|Hill, Catherine - PURDUE UNIVERSITY-INDIANA|
|Van Zee, Janice - PURDUE UNIVERSITY-INDIANA|
|Geraci, Nicholas - PURDUE UNIVERSITY-INDIANA|
|Walling, Jason - UNIVERSITY OF WISCONSIN|
|Stuart, Jeffrey - PURDUE UNIVERSITY-INDIANA|
Submitted to: Chromosome Research
Publication Type: Peer Reviewed Journal
Publication Acceptance Date: October 24, 2008
Publication Date: February 17, 2009
Citation: Hill, C.A., Guerrero, F.D., Van Zee, J.P., Geraci, N.S., Walling, J.G., Stuart, J.J. 2009. The position of repetitive DNA sequence in the southern cattle tick genome permits chromosome identification. Chromosome Research. 17:77-89. Interpretive Summary: The structure of chromosomes from the southern cattle tick, Rhipicephalus microplus, was studied by the technique of Fluorescent in situ hybridization (FISH). Little is known about the chromosomes of this tick and chromosome mapping techniques which enable the localization of specific genes to specific chromosomes will be very important to the assembly of the tick's genome sequence. We found specific probes which can be used to unambiguously identify each of the autosomes and the X chromosome of the tick. We also adapted labelling and hybridization techniques to allow cDNAs and large DNA clones known as BACs to be localized on the tick chromosomes. Specific DNA repetitive sequences were found which will provide useful markers to investigate tick chromosome biology and advance studies of tick population genetics.

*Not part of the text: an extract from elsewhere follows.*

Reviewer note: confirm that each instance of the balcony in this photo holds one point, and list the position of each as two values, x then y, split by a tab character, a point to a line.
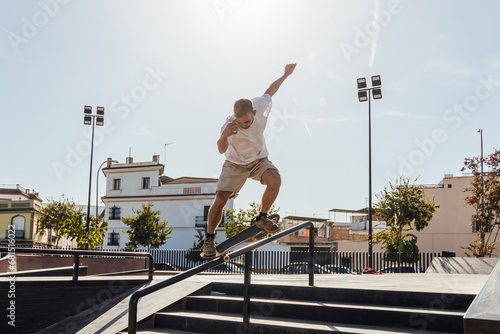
199	221
17	234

Technical Abstract: Fluorescent in situ hybridization (FISH) using meiotic chromosome preparations and highly repetitive DNA from the southern cattle tick, Rhipicephalus microplus, was undertaken to investigate genome organization. Several classes of highly repetitive DNA elements were identified by screening a R. microplus Bacterial Artificial Chromosome (BAC) library. A repeat unit of approximately 149 bp, RMR-1 was localized to the subtelomeric regions of R. microplus autosomes 1-6 and 8-10. A second repeat unit, RMR-2 was localized to the sub-telomeric regions of all autosomes and the X chromosome. RMR-2 was composed of three distinct repeat populations, RMR-2a, RMR-2b and RMR-2c of 178, 177 and 216 bp in length, respectively. Localization of an rDNA probe identified a single nucleolar organizing region on one autosome. Using a combination of labeled probes, we developed a preliminary karyotype for R. microplus. We present evidence that R. microplus has holocentric chromosomes and explore the implications of these findings for tick chromosome biology and genomic research.